Mais voici que ce vrai guépard, devenu à son tour vieux lion, a décidé de se retirer dans la maison qu’il aime. Et ses enfants, dont je ne dirai rien sinon qu’ils ont tous, à leur façon, hérité de l’insaisissable grâce de leur père, se déchirent sous ses yeux et, ce qui est presque pire, sous les yeux carnassiers de la foule. Cet outrage est plus qu’une faute de goût. Plus qu’une de ces querelles d’héritage dont on nous répète ad nauseam qu’il en existe « dans toutes les familles ». On est au-delà de la société du spectacle et des « panem et circenses » dont se nourrit le gros animal social. C’est la vieille histoire du peuple devenu foule et hurlant qu’il veut sa livre de chair – sa part de la victoire de l’ignoble sur le noble, de la décomposition sur l’élégance, et de l’indiscrétion sur la vie intérieure et la pudeur.

Ainsi le vieux lion est-il jeté à la fosse, non pour y donner son coup de patte, mais pour y être dépecé. À côté des images du Ripley de Plein Soleil, qui étaient autant de passeports pour l’outre-tombe, nous sont jetées en pâture des photos de vieil homme affaibli qui disent, d’ailleurs, moins sa vieillesse que celle de l’époque. Et ainsi nous le dépeint-on comme un Œdipe à Colone de téléréalité qui, les yeux crevés, éteintes leurs clartés éternelles, errerait en quête d’une tombe, aux bras de sa fille et Antigone chérie. Cela est décidément trop abject, trop avilissant, trop sordide. Pour lui. Pour son œuvre. Pour sa dignité d’artiste et d’homme. Pour ses amis. Pour les témoins de son aventure incomparable. Mais aussi pour les jours que la vie lui décompte encore comme un présent et que les chiens ne semblent occupés qu’à lui retirer – comme s’il fallait lui faire payer d’avoir été, parfois, cinglant et grand.

Qu’Alain Delon vive ce moment de son histoire comme une inexpiable souillure ne dit pas, pour autant, son arrêt de mort. Il n’appartient à personne, n’est-ce pas, de savoir quand il mourra ? Ni s’il partira indigne ou digne, démasqué ou arc-bouté sur ses secrets, voué aux gémonies ou plus que jamais hors d’atteinte ? Si je devais faire un pari ce serait néanmoins celui-ci.
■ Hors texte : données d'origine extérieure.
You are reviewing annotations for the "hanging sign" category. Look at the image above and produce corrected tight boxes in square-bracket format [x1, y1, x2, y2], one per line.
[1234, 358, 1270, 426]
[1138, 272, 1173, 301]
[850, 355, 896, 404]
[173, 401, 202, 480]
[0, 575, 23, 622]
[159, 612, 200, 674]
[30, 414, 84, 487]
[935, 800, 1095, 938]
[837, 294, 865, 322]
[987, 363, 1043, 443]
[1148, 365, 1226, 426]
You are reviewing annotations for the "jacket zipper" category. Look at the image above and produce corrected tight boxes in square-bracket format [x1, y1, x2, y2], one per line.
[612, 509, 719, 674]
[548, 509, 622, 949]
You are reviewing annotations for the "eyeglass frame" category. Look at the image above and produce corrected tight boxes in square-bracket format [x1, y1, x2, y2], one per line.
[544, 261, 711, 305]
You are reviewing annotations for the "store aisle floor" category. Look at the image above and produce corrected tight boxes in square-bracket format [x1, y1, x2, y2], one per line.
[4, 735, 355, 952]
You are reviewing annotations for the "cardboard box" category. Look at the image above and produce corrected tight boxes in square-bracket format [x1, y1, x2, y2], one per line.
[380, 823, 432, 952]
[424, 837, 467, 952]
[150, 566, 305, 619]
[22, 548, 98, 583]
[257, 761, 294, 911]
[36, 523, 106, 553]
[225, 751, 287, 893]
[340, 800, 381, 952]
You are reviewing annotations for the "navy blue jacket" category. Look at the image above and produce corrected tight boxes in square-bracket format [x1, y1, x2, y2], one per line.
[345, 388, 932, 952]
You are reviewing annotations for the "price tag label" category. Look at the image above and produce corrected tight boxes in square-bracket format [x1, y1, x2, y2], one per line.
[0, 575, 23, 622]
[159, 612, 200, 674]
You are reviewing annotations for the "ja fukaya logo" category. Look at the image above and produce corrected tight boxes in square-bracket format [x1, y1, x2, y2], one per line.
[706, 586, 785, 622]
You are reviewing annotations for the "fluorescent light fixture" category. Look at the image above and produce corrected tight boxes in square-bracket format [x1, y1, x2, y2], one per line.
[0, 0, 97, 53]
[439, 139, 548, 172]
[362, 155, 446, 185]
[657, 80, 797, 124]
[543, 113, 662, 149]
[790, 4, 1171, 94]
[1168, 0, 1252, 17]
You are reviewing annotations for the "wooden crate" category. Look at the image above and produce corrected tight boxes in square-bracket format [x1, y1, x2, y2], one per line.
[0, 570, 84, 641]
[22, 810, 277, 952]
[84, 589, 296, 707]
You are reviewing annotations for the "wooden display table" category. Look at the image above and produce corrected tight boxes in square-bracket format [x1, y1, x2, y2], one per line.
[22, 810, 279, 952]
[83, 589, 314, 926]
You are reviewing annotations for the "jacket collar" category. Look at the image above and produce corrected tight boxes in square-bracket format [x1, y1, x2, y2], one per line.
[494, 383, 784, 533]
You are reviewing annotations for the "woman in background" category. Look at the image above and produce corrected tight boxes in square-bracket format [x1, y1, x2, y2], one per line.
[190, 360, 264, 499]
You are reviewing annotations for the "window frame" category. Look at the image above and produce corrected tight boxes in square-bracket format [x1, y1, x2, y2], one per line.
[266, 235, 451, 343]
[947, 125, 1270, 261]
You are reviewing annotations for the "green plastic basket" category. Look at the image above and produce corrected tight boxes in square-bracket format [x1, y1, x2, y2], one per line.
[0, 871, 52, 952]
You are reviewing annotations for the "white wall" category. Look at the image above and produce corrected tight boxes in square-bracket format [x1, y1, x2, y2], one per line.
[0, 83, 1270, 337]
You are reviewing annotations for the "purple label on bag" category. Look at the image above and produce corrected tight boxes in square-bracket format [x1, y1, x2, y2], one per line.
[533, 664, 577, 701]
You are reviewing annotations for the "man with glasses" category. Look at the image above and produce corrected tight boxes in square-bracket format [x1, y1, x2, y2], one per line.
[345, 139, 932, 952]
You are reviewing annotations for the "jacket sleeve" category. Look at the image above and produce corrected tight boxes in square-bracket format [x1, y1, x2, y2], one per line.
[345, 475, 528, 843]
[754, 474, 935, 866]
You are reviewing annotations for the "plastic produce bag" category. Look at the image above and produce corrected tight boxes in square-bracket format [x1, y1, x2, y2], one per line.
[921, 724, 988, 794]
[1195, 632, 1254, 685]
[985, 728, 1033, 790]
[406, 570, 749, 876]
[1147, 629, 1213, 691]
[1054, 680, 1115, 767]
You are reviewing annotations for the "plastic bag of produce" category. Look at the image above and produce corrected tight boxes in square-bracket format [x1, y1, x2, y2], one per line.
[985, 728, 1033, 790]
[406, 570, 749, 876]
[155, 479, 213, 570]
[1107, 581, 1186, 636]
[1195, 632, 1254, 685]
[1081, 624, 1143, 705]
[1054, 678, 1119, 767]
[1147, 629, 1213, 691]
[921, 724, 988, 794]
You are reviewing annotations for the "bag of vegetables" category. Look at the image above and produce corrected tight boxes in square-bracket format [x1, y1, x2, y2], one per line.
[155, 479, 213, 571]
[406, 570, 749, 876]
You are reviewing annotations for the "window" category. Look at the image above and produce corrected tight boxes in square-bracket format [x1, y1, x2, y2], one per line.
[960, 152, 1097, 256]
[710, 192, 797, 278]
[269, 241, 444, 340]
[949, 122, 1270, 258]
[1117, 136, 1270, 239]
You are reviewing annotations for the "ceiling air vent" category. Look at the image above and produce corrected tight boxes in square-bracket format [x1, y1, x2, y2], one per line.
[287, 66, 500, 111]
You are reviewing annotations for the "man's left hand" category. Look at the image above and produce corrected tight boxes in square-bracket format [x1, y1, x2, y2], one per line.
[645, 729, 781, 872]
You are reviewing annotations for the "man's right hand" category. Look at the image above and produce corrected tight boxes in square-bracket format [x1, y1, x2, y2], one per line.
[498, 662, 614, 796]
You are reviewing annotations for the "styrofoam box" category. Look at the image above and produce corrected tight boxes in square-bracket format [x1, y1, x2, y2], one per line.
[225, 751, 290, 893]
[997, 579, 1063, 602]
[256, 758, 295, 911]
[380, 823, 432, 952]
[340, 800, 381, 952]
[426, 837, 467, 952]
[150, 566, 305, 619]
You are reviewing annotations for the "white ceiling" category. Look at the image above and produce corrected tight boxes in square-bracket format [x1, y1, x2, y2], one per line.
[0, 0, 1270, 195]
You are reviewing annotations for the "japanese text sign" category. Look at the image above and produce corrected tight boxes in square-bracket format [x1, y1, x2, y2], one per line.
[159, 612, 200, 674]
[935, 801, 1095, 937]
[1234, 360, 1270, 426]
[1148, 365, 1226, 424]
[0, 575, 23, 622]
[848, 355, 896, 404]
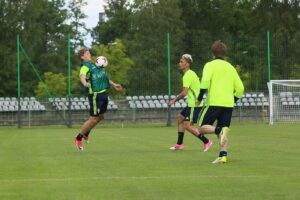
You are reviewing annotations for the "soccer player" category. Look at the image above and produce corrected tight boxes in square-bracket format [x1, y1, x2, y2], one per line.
[169, 54, 212, 152]
[74, 48, 122, 150]
[198, 41, 244, 163]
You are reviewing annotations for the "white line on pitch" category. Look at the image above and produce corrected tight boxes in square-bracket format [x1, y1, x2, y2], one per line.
[0, 175, 300, 183]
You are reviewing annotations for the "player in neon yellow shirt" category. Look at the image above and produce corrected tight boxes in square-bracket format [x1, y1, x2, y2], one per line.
[192, 41, 244, 163]
[169, 54, 212, 151]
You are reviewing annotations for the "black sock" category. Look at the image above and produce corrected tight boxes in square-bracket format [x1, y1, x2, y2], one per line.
[215, 127, 222, 135]
[76, 133, 83, 141]
[84, 131, 91, 137]
[177, 132, 184, 144]
[219, 151, 227, 157]
[197, 134, 209, 144]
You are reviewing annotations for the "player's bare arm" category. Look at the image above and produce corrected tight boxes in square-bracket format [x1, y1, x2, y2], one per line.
[109, 80, 123, 91]
[169, 87, 189, 106]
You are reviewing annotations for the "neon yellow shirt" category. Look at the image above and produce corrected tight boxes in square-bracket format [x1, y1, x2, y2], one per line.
[182, 69, 203, 107]
[201, 59, 244, 107]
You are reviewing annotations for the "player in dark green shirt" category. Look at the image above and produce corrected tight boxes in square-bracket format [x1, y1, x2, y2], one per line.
[74, 48, 122, 150]
[169, 54, 212, 152]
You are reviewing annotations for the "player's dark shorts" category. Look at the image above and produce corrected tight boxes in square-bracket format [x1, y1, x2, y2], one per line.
[180, 107, 202, 123]
[88, 92, 108, 117]
[198, 106, 233, 127]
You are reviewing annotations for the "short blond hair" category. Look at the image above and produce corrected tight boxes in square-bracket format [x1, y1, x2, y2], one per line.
[211, 40, 227, 58]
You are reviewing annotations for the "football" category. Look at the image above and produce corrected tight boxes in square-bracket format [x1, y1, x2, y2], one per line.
[95, 56, 108, 68]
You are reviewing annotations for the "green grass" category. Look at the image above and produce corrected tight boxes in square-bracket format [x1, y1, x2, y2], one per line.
[0, 124, 300, 200]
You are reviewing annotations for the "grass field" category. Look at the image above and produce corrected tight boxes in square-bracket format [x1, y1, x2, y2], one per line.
[0, 124, 300, 200]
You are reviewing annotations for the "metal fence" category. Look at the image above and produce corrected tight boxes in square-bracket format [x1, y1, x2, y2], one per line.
[0, 92, 269, 127]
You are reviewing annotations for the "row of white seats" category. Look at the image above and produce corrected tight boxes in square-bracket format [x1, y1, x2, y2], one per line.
[0, 105, 46, 112]
[0, 97, 36, 101]
[0, 100, 42, 106]
[281, 101, 300, 106]
[280, 97, 300, 102]
[55, 104, 118, 110]
[49, 97, 118, 110]
[234, 102, 269, 107]
[238, 97, 268, 103]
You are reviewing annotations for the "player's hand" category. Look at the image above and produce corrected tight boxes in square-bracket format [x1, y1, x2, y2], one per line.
[168, 99, 175, 106]
[114, 84, 123, 91]
[84, 83, 91, 88]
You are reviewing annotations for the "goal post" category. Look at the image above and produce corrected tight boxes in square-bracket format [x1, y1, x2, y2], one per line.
[268, 80, 300, 124]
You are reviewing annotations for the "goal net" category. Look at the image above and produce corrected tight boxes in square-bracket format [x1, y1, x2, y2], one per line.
[268, 80, 300, 124]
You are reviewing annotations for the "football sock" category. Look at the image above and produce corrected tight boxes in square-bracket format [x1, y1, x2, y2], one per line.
[219, 151, 227, 157]
[215, 127, 222, 135]
[197, 134, 209, 144]
[76, 133, 83, 141]
[177, 132, 184, 144]
[84, 131, 91, 137]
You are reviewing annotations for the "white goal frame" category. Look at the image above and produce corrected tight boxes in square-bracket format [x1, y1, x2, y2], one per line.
[268, 80, 300, 125]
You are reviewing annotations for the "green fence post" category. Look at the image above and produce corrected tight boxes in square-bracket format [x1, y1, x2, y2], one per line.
[267, 31, 271, 81]
[167, 33, 172, 126]
[17, 34, 21, 128]
[68, 33, 72, 128]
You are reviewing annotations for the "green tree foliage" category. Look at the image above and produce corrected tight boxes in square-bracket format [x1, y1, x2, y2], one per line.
[35, 68, 84, 97]
[126, 0, 185, 94]
[92, 0, 132, 44]
[0, 0, 88, 96]
[93, 39, 133, 96]
[35, 72, 67, 97]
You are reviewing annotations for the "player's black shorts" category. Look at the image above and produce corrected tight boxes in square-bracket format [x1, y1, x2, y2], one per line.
[88, 92, 108, 117]
[180, 107, 202, 123]
[198, 106, 233, 127]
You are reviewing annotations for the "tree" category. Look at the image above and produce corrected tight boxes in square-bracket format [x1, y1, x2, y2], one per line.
[92, 0, 132, 45]
[68, 0, 91, 49]
[126, 0, 185, 95]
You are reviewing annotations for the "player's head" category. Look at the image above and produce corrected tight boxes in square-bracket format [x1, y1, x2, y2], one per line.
[179, 54, 193, 69]
[77, 48, 91, 62]
[211, 40, 227, 58]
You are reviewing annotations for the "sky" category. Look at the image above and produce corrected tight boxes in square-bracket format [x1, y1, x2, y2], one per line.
[82, 0, 106, 47]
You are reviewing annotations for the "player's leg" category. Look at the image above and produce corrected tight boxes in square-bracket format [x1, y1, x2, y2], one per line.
[184, 107, 213, 152]
[74, 93, 108, 150]
[170, 108, 186, 150]
[213, 108, 233, 163]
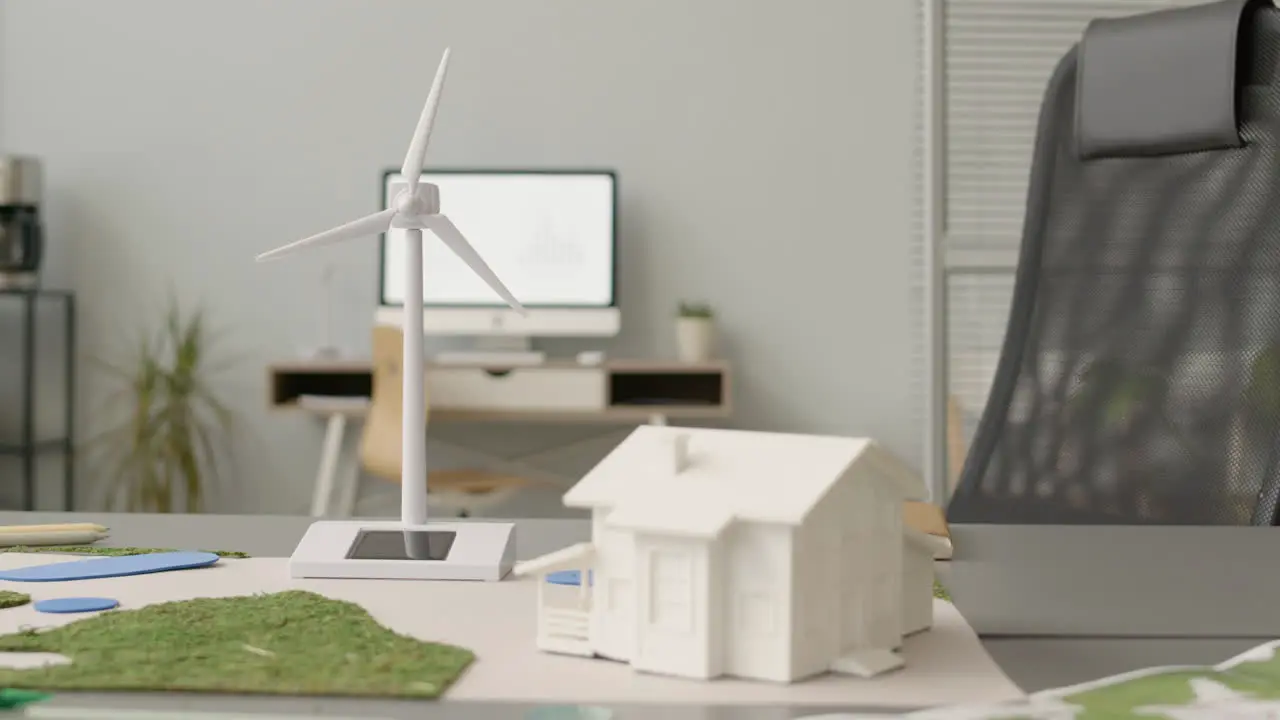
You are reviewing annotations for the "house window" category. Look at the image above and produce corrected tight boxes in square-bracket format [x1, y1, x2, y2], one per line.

Seul comme il l’a toujours été, depuis ce point de l’âme où les hommes conservent par-devers eux ce qui ne peut être vu de personne et leur offre un perpétuel sursis, il trouvera la force de sortir du bain de boue qu’on lui inflige, chaque soir, au fil d’un feuilleton cannibale.

Mais cela, encore une fois, n’est pas mon affaire, mais la sienne. Alors, ici, ce simple message adressé depuis le bord du volcan où nous sommes tous menacés par la lave aveugle du ressentiment et de la bassesse. Amitié, cher Alain. Fraternité. Puisse l’amour, si terriblement maladroit, de ceux qui vous entourent aider à ramener dans son lit cette crue d’égout qui vous submerge. Que les sortilèges du samouraï et la beauté des arbres de Douchy vous aident à demeurer le roc que vous n’avez jamais cessé d’être et à pardonner. Courage, Maestro. Les hommes de votre sorte vacillent, mais ne tombent pas.